Targeted deletion of xmeA eliminates copper resistance in Xanthomonas IG-8; this confirms that this gene plays a major role in the copper-resistant phenotype of this strain. The ‘knockout’ mutants of xmeR and xmeS in IG-8 suggest that the presence of one or both of the putative two-component regulatory system is required for full resistance to copper. Transcriptional fusion analysis in E. coli revealed that the promoters in the xmeRSA region were induced in the presence of a number of antimicrobial agents tested.

The xmeRSA genes encode for resistance to these antimicrobials without an apparent designated efflux gene or outer membrane protein. CzcA has also demonstrated this feature in efflux of zinc alone (Goldberg et al., 1999). Homologues of smeBC of S. maltophilia were not identified up- or downstream of xmeRSA; however, they are possibly located elsewhere on the chromosome.
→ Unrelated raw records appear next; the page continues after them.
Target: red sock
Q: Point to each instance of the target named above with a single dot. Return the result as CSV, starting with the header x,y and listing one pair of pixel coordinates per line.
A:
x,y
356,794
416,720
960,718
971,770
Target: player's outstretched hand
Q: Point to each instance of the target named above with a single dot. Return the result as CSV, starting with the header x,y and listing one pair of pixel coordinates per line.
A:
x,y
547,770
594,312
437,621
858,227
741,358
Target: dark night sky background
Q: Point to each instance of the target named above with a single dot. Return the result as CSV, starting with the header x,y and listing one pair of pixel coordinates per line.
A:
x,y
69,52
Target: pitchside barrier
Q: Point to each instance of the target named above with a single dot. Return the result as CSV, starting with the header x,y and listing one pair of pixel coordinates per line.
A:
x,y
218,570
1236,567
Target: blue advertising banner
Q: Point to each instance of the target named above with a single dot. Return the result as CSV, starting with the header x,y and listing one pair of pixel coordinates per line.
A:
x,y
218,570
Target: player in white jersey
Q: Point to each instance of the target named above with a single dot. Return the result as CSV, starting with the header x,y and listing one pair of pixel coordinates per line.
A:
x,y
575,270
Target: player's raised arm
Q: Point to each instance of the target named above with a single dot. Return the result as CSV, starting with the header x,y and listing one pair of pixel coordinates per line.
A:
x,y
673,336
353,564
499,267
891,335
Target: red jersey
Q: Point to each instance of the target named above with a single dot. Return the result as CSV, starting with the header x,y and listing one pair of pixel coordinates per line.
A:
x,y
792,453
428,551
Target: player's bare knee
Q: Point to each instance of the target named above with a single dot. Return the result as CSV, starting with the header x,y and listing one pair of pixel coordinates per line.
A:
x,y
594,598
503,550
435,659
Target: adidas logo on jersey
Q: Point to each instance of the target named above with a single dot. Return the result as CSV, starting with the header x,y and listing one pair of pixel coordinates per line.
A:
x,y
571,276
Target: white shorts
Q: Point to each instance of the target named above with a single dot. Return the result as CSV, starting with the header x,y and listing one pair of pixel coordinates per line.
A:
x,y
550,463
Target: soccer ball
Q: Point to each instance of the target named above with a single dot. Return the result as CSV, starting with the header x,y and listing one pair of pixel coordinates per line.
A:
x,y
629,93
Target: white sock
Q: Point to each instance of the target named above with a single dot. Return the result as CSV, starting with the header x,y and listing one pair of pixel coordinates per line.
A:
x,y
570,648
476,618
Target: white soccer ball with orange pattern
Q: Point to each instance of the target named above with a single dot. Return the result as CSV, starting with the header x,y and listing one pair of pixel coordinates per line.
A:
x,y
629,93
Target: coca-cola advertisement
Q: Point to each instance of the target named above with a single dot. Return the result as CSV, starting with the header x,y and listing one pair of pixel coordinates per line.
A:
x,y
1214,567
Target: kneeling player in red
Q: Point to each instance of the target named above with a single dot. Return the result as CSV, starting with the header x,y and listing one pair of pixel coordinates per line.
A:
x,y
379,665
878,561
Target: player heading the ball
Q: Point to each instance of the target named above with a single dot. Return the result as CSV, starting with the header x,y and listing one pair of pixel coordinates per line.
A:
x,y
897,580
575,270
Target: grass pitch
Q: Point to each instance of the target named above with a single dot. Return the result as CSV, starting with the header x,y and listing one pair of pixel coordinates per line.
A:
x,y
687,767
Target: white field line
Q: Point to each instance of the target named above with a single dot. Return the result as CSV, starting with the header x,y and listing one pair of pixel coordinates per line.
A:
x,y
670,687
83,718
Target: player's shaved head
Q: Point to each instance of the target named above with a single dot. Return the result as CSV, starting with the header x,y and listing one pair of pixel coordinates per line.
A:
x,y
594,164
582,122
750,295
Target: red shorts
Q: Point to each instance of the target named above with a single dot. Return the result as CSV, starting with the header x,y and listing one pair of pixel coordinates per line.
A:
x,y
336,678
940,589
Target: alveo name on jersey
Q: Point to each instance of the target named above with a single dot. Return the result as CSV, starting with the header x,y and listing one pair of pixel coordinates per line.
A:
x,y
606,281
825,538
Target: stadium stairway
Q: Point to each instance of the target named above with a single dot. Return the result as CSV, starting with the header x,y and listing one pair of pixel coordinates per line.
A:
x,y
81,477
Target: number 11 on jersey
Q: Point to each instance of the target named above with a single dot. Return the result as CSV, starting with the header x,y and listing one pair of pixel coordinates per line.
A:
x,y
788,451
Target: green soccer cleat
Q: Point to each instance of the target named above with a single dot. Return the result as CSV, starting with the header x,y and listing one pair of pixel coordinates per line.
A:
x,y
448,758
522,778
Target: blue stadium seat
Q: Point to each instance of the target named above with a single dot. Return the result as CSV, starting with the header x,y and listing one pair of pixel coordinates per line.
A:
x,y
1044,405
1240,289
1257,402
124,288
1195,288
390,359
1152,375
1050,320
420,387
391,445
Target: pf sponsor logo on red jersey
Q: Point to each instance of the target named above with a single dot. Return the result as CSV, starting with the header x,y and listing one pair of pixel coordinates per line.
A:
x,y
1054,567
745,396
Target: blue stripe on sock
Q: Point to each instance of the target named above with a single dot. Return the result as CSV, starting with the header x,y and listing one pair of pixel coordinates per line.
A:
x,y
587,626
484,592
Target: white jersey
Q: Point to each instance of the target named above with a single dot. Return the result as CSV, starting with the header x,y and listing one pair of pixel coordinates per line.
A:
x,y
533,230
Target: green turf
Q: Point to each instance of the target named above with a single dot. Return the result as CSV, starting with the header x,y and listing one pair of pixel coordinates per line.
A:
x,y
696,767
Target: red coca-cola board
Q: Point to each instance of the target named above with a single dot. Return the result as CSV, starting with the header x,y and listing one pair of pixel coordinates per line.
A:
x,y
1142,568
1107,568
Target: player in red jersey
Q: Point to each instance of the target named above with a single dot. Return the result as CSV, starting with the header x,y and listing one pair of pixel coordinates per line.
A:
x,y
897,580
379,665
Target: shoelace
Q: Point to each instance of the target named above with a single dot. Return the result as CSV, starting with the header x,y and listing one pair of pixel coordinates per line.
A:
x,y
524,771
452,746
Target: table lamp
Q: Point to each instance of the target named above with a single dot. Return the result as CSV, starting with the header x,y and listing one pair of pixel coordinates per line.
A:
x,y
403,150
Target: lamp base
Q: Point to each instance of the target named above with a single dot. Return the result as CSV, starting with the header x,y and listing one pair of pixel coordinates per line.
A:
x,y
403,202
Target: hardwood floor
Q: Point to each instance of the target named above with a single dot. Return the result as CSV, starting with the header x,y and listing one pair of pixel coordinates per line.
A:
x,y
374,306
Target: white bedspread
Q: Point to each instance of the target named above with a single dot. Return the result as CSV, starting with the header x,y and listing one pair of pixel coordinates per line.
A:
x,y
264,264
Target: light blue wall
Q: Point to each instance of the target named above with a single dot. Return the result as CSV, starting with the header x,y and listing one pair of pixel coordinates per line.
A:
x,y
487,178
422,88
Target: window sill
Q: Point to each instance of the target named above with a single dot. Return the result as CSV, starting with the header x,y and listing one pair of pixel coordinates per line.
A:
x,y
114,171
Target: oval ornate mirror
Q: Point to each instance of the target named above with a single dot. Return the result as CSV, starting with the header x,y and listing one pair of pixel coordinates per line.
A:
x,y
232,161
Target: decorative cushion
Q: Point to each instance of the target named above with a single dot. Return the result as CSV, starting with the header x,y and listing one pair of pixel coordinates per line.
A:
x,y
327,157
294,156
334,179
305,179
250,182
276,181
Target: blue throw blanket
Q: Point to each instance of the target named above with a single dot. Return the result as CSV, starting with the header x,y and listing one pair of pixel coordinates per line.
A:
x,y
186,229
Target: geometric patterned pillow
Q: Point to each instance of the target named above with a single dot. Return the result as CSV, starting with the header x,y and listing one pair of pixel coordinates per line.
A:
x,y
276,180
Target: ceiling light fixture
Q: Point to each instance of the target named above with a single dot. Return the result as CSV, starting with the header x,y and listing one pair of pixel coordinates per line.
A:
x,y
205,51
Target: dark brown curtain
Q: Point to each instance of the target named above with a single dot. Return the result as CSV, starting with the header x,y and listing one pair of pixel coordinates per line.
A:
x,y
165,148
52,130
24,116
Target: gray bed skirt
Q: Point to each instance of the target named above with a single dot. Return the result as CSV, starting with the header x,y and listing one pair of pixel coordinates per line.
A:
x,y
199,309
Heavy metal-polluted environments have been shown to provide a strong selective pressure for heavy metal resistance determinant transfer within soil systems (Hausner & Wuertz, 1999; Ryan et al., 2005). The possibility of the transfer, integration and subsequent expression of the xmeRSA genes from a donor strain to Xanthomonas IG-8 is highly plausible following bioinformatic analysis of the X. campestris genome (AE012131), the identification of a possible insertion point (Fig. 3) and codon usage analysis.

The precise role of the xmeA gene and its relationship with xmeRS activity is yet to be determined. Elucidating the structures of the proteins and defining the interactions between them is the subject of future studies.


We thank Dr James McInerney for his valuable discussions during the study on the codon usage data. This work was funded in part by the Technological Sector Research Strand I and 3 programmes, the HEA PRTLI programme, SF1 BRG programme, EU QLK3-CT-2001-00101 and the DAF Stimulus programme.